Don Sylvio schien die Würkung dieser verführischen Reitzungen etliche Augenblicke lang so stark zu erfahren, daß Don Eugenio dadurch hätte beunruhiget werden können, wenn nicht die Wunden, die er und sein Freund im Gefecht bekommen, und in der ersten Hitze nicht geachtet hatten, stark genug zu bluten angefangen hätten, daß sie nöthig fanden, sich auf der Stelle verbinden zu lassen. Hyacinthe, die kein Auge von Don Eugenio verwandte, sah kaum das Blut ihres Freundes fliessen, als sie mit einem ängstlichen Schrey in eine abermalige Ohnmacht sank.

Dieser Zufall gab unserm Helden Gelegenheit, sich in dem Gedanken zu bestärken, daß diese beyde Personen nichts anders als ein paar Verliebte seyn könnten, und er zweifelte nunmehr nicht daran, daß die junge Dame eine Princeßin sey, die ein verhaßter Nebenbuhler mit Hülfe irgend eines Zauberers ihrem begünstigten Liebhaber habe entziehen wollen. Diese Vorstellung verdoppelte natürlicher Weise den Antheil, den er bereits an ihrem Schicksal zu nehmen angefangen hatte.

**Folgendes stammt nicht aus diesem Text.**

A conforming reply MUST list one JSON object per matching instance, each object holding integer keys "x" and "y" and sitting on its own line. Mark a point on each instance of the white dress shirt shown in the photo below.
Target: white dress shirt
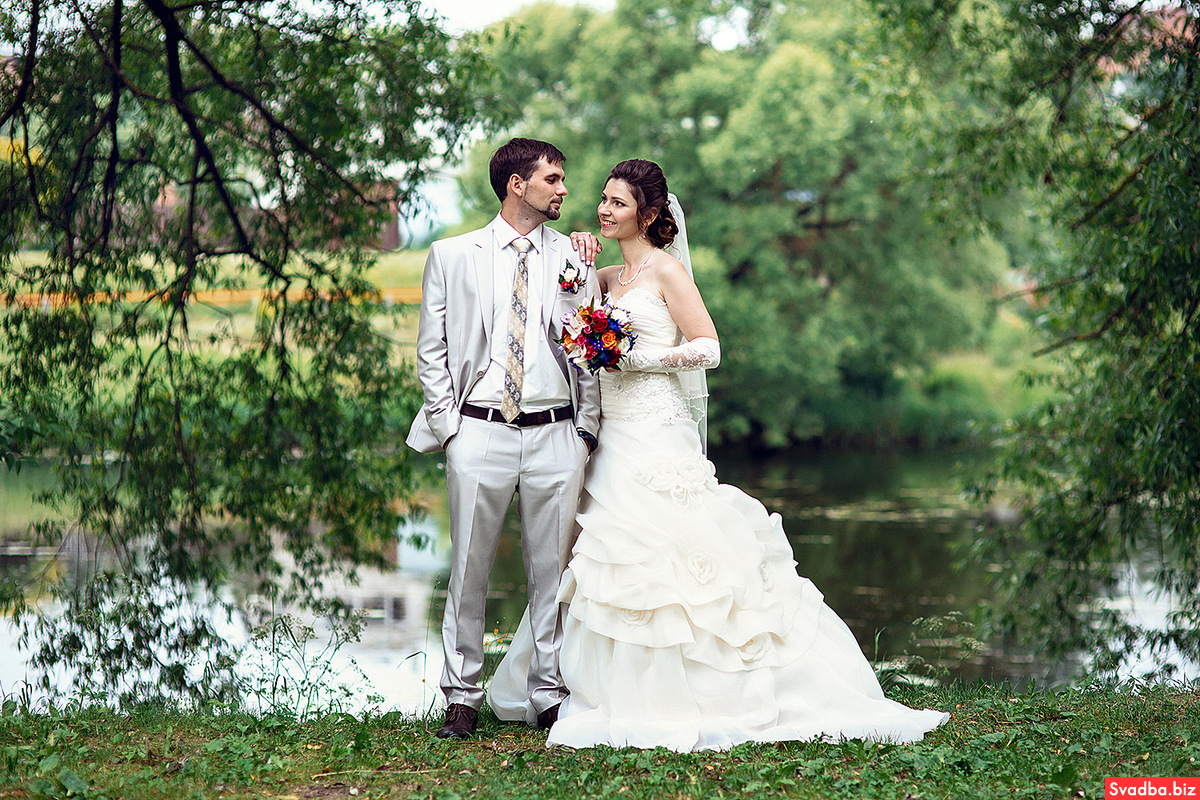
{"x": 545, "y": 385}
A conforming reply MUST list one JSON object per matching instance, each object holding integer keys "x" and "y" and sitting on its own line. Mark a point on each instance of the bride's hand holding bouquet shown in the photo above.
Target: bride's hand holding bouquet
{"x": 597, "y": 336}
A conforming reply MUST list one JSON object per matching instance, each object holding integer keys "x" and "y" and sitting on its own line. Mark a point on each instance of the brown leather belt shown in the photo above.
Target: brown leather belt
{"x": 525, "y": 420}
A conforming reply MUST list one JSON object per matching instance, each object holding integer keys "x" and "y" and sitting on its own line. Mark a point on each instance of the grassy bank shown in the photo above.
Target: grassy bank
{"x": 999, "y": 744}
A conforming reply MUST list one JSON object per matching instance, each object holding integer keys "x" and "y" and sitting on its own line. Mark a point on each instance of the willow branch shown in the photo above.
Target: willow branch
{"x": 27, "y": 73}
{"x": 1114, "y": 316}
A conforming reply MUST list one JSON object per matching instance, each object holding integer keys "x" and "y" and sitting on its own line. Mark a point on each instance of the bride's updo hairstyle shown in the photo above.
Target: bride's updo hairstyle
{"x": 649, "y": 187}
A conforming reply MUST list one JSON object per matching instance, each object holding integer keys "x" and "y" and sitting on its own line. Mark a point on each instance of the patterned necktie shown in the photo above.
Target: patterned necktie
{"x": 514, "y": 373}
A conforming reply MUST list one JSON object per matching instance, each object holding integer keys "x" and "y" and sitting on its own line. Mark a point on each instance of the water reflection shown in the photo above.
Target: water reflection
{"x": 880, "y": 534}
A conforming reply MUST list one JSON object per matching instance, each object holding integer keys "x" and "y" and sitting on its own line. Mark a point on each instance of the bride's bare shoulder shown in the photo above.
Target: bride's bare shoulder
{"x": 604, "y": 275}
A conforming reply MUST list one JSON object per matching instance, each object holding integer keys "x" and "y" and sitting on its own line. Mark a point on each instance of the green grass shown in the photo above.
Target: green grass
{"x": 999, "y": 744}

Die Wunde des Don Eugenio war keine von den gefährlichen, und die Ohnmacht der schönen Hyacinthe so unschädlich als alle Ohnmachten junger Mädchen zu seyn pflegen, sie mögen nun ihren Grund in einem Uebermaaß von Schmerz oder Vergnügen haben. Nachdem man also die junge Dame durch englisches Salz wieder hergestellt, und die beyden verwundeten Ritter verbunden hatte, so gut es in der Eile möglich war, so wurde beschlossen, weil die Nacht herein brach, und Donna Hyacinthe der Ruhe benöthiget war, in dem nächsten Wirthshause, das man antreffen würde, stille zu halten. Unser Held erbot sich, sie um mehrerer Sicherheit willen zu begleiten, und Don Eugenio nahm sein Erbieten desto williger an, da er sehr begierig war, zu wissen, wer der eben so liebenswürdige als sonderbare Unbekannte seyn möchte, dem er so unverhofter Weise sein Leben und seine Geliebte schuldig geworden war. Nach einigen hin und wieder gewechselten Complimenten setzte sich also Don Eugenio zu der jungen Dame in den Wagen, und überließ unserm Ritter sein Reit-Pferd. Pedrillo, der indeß über alles was er sah, grosse Augen gemacht hatte, und sich nicht wenig auf die verbindlichen Sachen einbildete, die ihm Don Gabriel und der Kammerdiener von seiner Tapferkeit sagten, ließ sich, wiewohl nicht ohne viele Mühe, bereden, seinen Platz neben der Dame Teresilla zu nehmen, einer jungen Person von fünf und dreißig Jahren, welche so schön mit Roth und Weiß bemahlt war, und die Jugend ihres Gesichts durch die sittsame Enthüllung eines nicht unfeinen Halses so geschickt zu bestättigen wußte, daß Pedrillo in kurzer Zeit stark genug davon überzeugt wurde, um im Nothfall sein Sylphen-Mädchen dran zu setzen, daß sie erst zwanzig Jahre habe.